Марианна поднимается с пола, опускается на колени возле гуру и что-то шепчет ему на ухо. Потом она подходит к Джефу-Джузеппе и тащит его к роялю. «Джеф сейчас сыграет "Fur Elise" Бетховена».
Джеф-Джузеппе в растерянности, но, приученный долгими годами муштры вести себя как пай-мальчик, он покорно садится на банкетку и разминает пальцы. Все улыбаются и аплодируют, чтобы подбодрить его, даже гуру тихонько ударяет в ладоши, Марианна оглядывает присутствующих, в ее глазах и торжество, и беспокойство, и желание скрыть свои чувства.
Джеф-Джузеппе начинает играть, он играет по-школярски, неуверенно, с запинками, хоть и наизусть, не выдерживая темпа и проглатывая ноты, случается, его пальцы просто соскальзывают с клавиш. Но его слушатели преисполнены бесконечной доброжелательности, у них и в мыслях нет отнестись к его игре критически или с иронией. Они слушают в полной тишине, сосредоточенные, растроганные, заинтересованные, словно перед ними выдающийся исполнитель, который доставляет им истинное наслаждение, и они благодарны ему до слез.

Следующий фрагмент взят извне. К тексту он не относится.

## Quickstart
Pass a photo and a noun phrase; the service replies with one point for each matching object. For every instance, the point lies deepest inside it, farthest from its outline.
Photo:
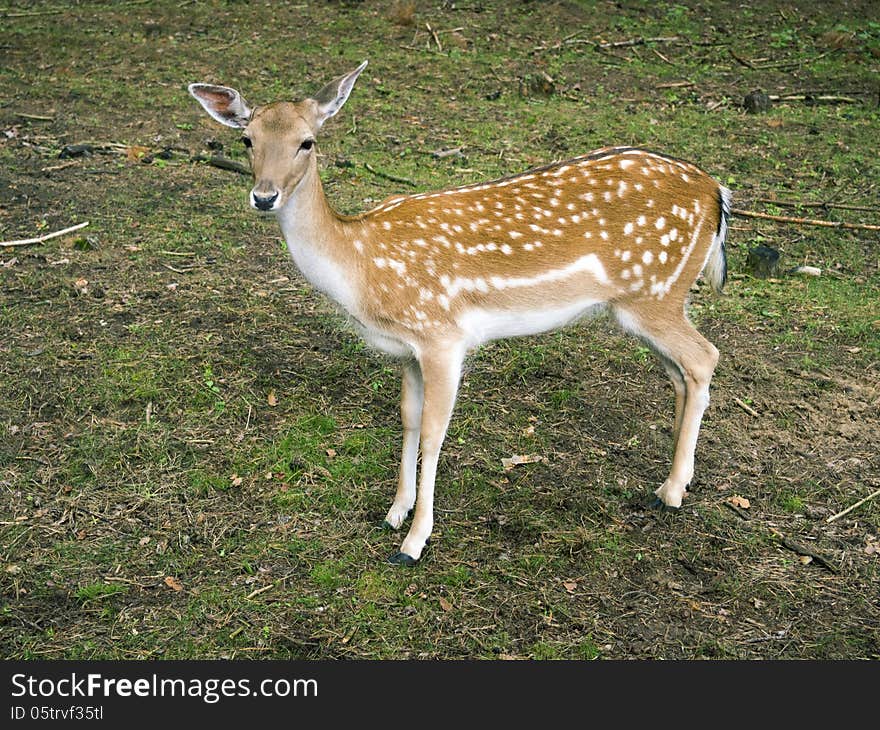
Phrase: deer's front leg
(412, 396)
(440, 375)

Джеф-Джузеппе заканчивает пьесу, встает, он весь красный и кажется одеревеневшим после пережитого напряжения. Гуру сияет от счастья, смеется, говорит: «Молодец, молодец!», бьет в ладоши вместе со всеми. Поздравления, похвалы, одобрительные восклицания, ободряющие жесты – все дышит горячим участием и вместе с тем проникнуто холодноватой отстраненностью, чувства кажутся сложными, но по сути примитивны до ужаса. Прилив к роялю и обратный отлив: я чувствую, как погружаюсь в какую-то странную, приторную, бездонную грусть. Джеф-Джузеппе сконфуженно кланяется и садится обратно в угол, продолжая принимать улыбки, благосклонные взгляды и комплименты.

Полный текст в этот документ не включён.